Huawei is jumping into the tough smartphone market ahead of Apple. China-based Huawei outsold Apple’s iPhones in the first quarter of this year, taking second place for the California company in a tightening Samsung-dominated smartphone market, a tracker said Tuesday.
Huawei is jumping into the tough smartphone market ahead of Apple
According to preliminary data from the Chinese-owned International Data Corporation, a total of 310.8 million smartphones were shipped worldwide during the first three months of this year in a 6.6 percent decline from the same period in 2018.
For global smartphone shipments, it was the sixth consecutive quarter of decline, the market tracker added. IDC saw the results as a sign that, apart from Huawei’s strong growth, 2019 will be another downward year overall for smartphone shipments.
“It is becoming increasingly apparent that Huawei is a laser-focused on increasing its stature in the mobile device world, with smartphones being its leading horse,” said Ryan Reith, director of the IDC mobile device program. “In almost all areas, the smartphone market as a whole continues to be challenged, yet Huawei has been able to grow shipments by 50 %.”

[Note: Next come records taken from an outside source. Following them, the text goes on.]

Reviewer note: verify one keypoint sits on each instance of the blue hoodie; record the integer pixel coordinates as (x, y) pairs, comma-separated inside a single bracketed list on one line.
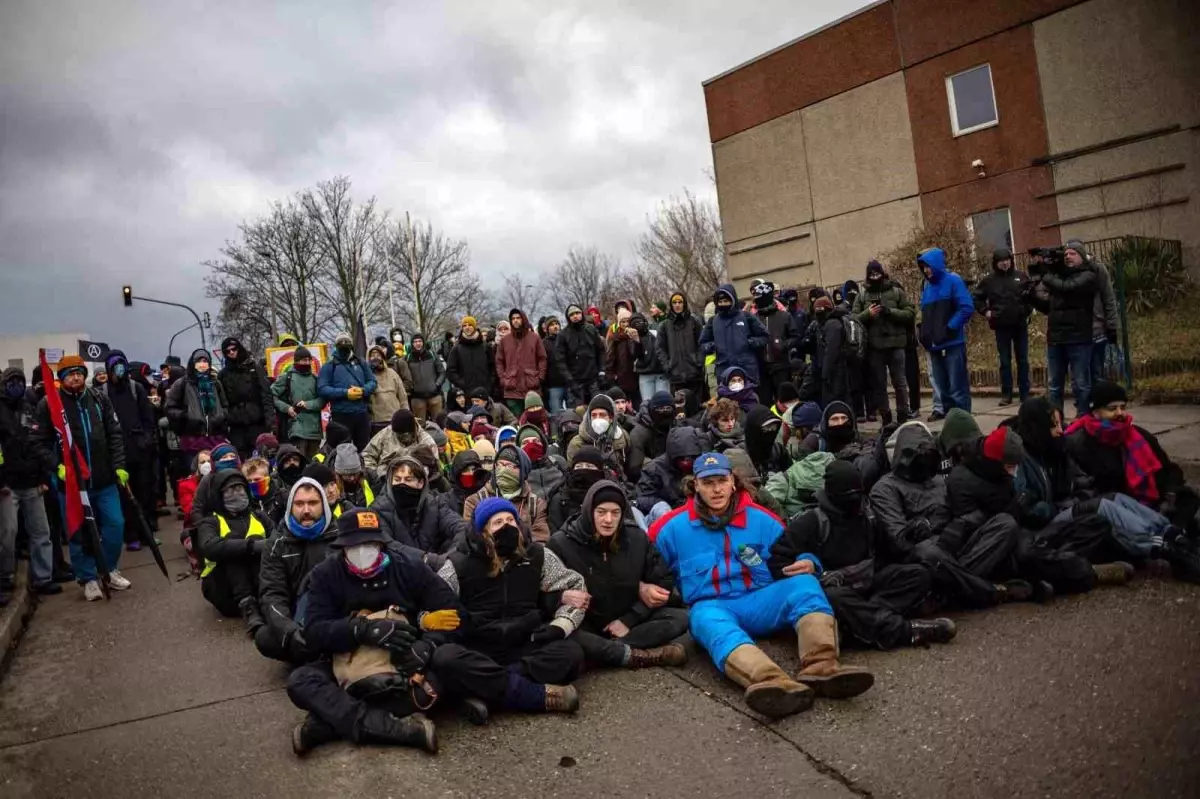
[(946, 305)]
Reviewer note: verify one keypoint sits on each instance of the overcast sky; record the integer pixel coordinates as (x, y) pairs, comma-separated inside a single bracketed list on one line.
[(135, 137)]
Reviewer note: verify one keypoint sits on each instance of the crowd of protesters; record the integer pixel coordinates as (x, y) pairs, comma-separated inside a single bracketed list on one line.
[(474, 523)]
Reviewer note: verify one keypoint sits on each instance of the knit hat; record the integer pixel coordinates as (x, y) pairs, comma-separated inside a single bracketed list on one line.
[(1105, 392), (489, 508), (346, 460), (1002, 445)]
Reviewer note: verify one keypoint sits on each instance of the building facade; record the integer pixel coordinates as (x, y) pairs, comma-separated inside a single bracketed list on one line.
[(1032, 121)]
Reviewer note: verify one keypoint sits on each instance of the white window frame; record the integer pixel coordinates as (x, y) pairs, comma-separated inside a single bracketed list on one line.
[(954, 110)]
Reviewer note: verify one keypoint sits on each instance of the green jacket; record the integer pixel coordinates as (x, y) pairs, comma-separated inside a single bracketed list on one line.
[(292, 388), (887, 330)]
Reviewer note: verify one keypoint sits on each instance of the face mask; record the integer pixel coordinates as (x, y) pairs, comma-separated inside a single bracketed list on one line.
[(505, 540)]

South Korean consumer electronics behemoth Samsung saw smartphone shipments fall in the first quarter by 8.1 percent to 71.9 million. Meanwhile, with 50.3 percent growth, Huawei weighed in to ship 59.1 million smartphones and put it within Samsung’s “striking distance,” according to IDC.
Apple had a challenging first quarter, with iPhone shipments dropping from the previous year to 36.4 million units by a “staggering” 30.2 percent, IDC reported. Price cuts in China were not enough along with favorable trade-in deals to coax people into upgrading to new iPhones, the market tracker said.
For the past quarter, Apple delivered stronger-than-expected financial results as service gains helped offset the slowdown of iPhone sales, sparking a technology giant share rally.
An overall slowdown in the high-end smartphone market has been seen as a symptom of people waiting longer to upgrade to new models and lacking the kind of captivating innovation that inspires them to do just that. “Consumers keep their phones longer than before as newer higher-priced models offer little incentive to shell out the top dollar to upgrade,” IDC Research Manager Anthony Scarsella said.
“In addition, the pending arrival of 5G handsets could have consumers waiting until both networks and devices in 2020 are ready for prime time.”